Flights out of Honolulu airport resumed in the evening, the transportation department said.
Waves of nearly half a metre were observed as far away as California, with smaller ones reaching Canada’s province of British Columbia. But a tsunami advisory was cancelled for coastal British Columbia as well as coastal areas of south Alaska.
In French Polynesia, waves hit some islands in the early morning hours.
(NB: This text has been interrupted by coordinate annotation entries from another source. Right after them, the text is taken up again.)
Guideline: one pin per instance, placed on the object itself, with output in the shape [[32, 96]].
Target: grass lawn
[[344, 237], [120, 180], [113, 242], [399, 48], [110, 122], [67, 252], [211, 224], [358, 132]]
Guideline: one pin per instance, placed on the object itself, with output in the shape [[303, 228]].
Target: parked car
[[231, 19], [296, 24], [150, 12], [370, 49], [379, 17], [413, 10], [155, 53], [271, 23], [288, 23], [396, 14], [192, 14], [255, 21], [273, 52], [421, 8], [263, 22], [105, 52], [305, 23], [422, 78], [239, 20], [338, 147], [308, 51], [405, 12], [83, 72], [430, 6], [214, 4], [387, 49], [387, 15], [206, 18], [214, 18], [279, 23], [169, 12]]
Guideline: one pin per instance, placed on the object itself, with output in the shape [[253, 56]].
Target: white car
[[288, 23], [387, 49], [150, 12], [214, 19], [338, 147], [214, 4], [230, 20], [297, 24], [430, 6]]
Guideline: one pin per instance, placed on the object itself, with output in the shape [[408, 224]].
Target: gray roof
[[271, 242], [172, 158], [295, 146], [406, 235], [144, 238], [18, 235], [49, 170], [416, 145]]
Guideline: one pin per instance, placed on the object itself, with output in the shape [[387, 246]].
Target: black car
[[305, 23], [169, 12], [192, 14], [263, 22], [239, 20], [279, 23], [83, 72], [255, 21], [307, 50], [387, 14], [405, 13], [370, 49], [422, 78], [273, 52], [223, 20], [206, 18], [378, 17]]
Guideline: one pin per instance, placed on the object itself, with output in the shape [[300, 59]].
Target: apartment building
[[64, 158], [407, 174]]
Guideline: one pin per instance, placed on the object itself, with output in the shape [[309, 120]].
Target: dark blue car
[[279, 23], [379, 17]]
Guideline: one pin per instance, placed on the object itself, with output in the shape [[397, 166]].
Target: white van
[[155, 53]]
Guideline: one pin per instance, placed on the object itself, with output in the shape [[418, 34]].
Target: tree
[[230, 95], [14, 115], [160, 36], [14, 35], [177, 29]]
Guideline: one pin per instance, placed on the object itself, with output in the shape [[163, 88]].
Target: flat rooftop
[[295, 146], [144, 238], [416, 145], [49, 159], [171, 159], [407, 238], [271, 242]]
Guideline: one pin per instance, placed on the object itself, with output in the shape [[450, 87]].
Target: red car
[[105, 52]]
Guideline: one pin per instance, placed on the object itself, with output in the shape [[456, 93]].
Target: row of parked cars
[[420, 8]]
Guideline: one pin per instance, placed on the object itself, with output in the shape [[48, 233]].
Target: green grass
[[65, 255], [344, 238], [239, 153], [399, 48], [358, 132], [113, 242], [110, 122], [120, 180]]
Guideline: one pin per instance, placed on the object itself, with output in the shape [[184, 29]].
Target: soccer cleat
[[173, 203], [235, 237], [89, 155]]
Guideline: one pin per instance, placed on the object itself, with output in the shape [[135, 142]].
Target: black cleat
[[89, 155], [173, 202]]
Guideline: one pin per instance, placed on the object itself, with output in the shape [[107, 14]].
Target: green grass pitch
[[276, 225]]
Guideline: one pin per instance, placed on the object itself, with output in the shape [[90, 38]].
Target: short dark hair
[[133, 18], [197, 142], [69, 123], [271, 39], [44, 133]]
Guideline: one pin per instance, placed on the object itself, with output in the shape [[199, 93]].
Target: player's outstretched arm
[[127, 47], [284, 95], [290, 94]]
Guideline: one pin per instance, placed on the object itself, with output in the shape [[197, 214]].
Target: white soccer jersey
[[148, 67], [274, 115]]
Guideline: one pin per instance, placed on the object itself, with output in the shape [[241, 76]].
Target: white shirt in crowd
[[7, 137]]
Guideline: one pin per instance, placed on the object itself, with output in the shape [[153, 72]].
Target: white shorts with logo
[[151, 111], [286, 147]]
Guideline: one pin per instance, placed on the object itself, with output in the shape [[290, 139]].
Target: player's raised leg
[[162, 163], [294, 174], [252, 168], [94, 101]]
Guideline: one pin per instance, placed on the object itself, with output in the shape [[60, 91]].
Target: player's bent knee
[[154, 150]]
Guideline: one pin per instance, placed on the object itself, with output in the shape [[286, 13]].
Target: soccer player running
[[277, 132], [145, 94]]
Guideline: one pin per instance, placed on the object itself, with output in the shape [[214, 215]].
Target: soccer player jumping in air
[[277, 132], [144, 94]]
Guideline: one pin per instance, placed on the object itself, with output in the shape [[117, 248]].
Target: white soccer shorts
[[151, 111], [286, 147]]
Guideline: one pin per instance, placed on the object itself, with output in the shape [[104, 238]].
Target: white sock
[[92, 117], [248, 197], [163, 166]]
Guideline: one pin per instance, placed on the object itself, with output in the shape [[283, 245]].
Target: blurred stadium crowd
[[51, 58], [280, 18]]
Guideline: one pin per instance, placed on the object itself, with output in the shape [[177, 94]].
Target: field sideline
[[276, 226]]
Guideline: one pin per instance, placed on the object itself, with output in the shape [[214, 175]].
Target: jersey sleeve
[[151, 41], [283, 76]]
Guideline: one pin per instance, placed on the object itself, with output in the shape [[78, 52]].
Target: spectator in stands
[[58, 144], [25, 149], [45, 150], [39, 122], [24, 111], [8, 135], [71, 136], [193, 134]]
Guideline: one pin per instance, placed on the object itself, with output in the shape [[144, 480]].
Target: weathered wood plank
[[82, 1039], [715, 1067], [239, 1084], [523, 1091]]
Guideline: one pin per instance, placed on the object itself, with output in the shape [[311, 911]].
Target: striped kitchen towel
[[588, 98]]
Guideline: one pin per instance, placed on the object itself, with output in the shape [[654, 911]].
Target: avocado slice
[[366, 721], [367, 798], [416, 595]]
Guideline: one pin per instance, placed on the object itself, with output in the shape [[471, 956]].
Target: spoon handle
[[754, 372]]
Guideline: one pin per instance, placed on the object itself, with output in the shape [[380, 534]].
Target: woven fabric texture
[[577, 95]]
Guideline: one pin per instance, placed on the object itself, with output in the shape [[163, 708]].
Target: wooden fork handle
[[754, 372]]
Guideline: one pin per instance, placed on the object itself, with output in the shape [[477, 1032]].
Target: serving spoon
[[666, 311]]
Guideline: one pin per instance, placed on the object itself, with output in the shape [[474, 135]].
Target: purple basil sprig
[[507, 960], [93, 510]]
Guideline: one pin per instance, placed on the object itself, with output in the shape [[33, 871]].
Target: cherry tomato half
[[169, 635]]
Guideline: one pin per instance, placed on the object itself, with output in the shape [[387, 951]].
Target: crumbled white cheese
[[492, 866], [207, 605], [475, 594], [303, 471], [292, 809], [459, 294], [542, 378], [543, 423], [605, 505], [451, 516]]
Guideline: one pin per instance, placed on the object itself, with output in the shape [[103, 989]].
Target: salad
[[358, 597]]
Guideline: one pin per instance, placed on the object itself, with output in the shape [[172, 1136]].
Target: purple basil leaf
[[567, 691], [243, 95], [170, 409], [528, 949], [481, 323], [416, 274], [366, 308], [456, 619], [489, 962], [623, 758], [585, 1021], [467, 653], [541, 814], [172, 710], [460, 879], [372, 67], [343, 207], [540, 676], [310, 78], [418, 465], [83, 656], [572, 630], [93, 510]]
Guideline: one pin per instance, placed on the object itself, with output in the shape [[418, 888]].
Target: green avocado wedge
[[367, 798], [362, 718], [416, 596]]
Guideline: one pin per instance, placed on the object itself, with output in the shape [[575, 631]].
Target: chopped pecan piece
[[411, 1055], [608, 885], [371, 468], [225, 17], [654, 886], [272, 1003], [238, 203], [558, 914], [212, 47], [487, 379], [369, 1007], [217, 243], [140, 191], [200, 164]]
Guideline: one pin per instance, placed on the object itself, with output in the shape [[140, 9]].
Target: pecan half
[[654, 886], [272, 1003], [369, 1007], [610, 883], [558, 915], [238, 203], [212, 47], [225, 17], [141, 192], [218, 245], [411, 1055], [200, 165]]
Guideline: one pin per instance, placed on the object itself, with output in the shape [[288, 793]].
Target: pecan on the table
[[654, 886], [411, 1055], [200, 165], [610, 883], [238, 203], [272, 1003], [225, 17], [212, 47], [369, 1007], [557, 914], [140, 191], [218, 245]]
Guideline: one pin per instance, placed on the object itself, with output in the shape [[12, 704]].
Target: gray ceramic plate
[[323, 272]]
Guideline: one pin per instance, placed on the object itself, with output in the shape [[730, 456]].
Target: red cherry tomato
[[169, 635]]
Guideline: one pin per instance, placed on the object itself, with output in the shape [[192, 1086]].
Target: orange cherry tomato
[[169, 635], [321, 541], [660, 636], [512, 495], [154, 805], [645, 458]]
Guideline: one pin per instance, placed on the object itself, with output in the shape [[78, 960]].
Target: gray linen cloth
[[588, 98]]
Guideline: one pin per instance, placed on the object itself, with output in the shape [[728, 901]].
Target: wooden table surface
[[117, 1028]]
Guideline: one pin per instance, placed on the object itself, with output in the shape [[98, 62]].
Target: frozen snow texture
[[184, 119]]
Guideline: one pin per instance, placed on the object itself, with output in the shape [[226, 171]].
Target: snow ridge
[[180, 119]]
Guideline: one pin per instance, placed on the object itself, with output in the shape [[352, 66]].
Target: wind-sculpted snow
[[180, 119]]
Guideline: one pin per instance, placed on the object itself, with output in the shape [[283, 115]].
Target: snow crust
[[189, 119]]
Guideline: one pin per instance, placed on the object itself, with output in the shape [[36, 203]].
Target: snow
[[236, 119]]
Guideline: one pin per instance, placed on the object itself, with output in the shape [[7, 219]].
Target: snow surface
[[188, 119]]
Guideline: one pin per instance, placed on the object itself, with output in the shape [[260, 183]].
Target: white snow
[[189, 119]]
In other parts, wave heights were expected to remain below 30 cm, not requiring evacuation or sheltering.
While the Marquesas are high-rising volcanic islands, much of French Polynesia consists of low-lying atolls.
Authorities in Ecuador’s Galapagos Islands, some 970 km (600 miles) off South America’s western coast, ordered precautionary evacuations to safe zones.
Tsunami alarms sounded in coastal towns across Japan’s Pacific coast and evacuation orders were issued for tens of thousands of people.
Workers evacuated the stricken Fukushima nuclear plant, where a meltdown following the 2011 tsunami caused a radioactive disaster, operator TEPCO said.
Chief Cabinet Secretary Yoshimasa Hayashi said no injuries or damage had been reported, and there were no irregularities at any nuclear plants.
Kamchatka and Russia’s Far East sit on the Pacific Ring of Fire, a geologically active region that is prone to earthquakes and volcanic eruptions. The quake occurred on what is known as a “megathrust fault” where the denser Pacific Plate is sliding underneath the lighter North American Plate, according to scientists.
The Pacific Plate has been on the move, making the Kamchatka Peninsula off Russia’s Far East coast especially vulnerable, and bigger aftershocks could not be ruled out, they said.
Video footage from the region’s health ministry showed a team of medics in Petropavlovsk-Kamchatsky performing surgery as the quake shook their operating theatre. The medics used their hands to try to steady both the patient and their equipment, CCTV footage released by the Kamchatka region’s health ministry showed.